張 月樵(ちょう げっしょう)は、安永元年(1772)彦根城下の職人町(現 本町)に生まれた。父総兵衛は表具師であり、月樵が幼少より絵を描いていたのは、家業の環境が影響していたようである。成長した月樵は、京都へ出て本格的に絵の修行をする。まず師として頼ったのは同郷の坂田郡醒ヶ井出身の画家市川 君圭(くんけい)であり、その後、松村月溪(げっけい)に師事した。月樵の号は、この時師より“月”の字を貰ったものだ。松村月溪は、最初与謝蕪村に師事し、蕪村没後円山応挙に入門し、呉春(ごしゅん)と号を改めた。呉春は後に弟の景文(けいぶん)とともに四条派を率いることになる。
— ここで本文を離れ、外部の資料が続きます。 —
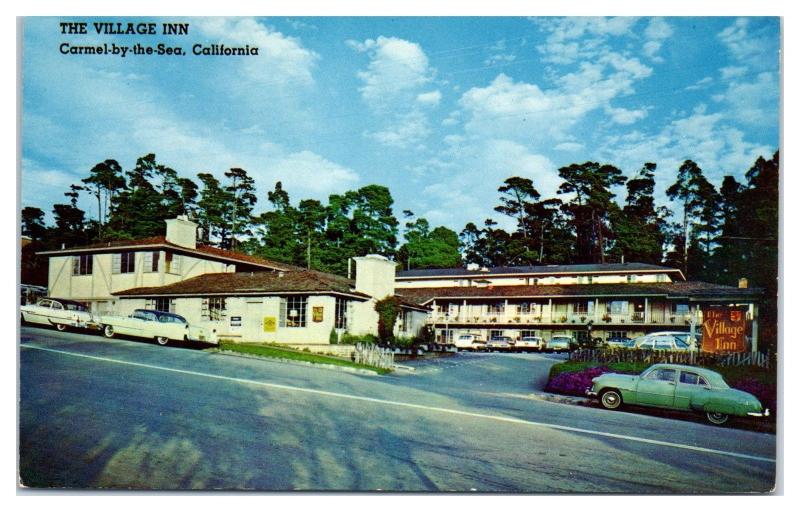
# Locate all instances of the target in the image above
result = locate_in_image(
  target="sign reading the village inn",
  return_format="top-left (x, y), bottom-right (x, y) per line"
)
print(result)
top-left (701, 307), bottom-right (748, 352)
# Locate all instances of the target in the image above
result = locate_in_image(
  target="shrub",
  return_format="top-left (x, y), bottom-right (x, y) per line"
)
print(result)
top-left (340, 333), bottom-right (379, 345)
top-left (375, 296), bottom-right (402, 343)
top-left (329, 327), bottom-right (339, 345)
top-left (544, 366), bottom-right (613, 397)
top-left (730, 377), bottom-right (777, 415)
師匠が円山応挙に入門したため、弟子である月樵もまた、何らかの形で応挙の影響を受けることになり、さらに、応挙の門人のたちと親しく交わる機会が増え、特に長沢芦雪(ろせつ)と親しくなっている。
活躍が認められた月樵は、尾張徳川家の御用絵師となり、城内の杉戸、屏風、ふすまに花鳥山水図を多く描いた。また藩主から幕府に献上された月樵の絵が、当時江戸で著名であった谷文晃の目にとまり、その絵を激賞している。
「長春孔雀図」は、岩上に立つ孔雀を描いたもので、長く垂れる孔雀の尾が特徴的である。画題の「長春」は、コウシンバラの別名で、画面上部から孔雀の尾の下にのびるバラの枝が画趣を高めている。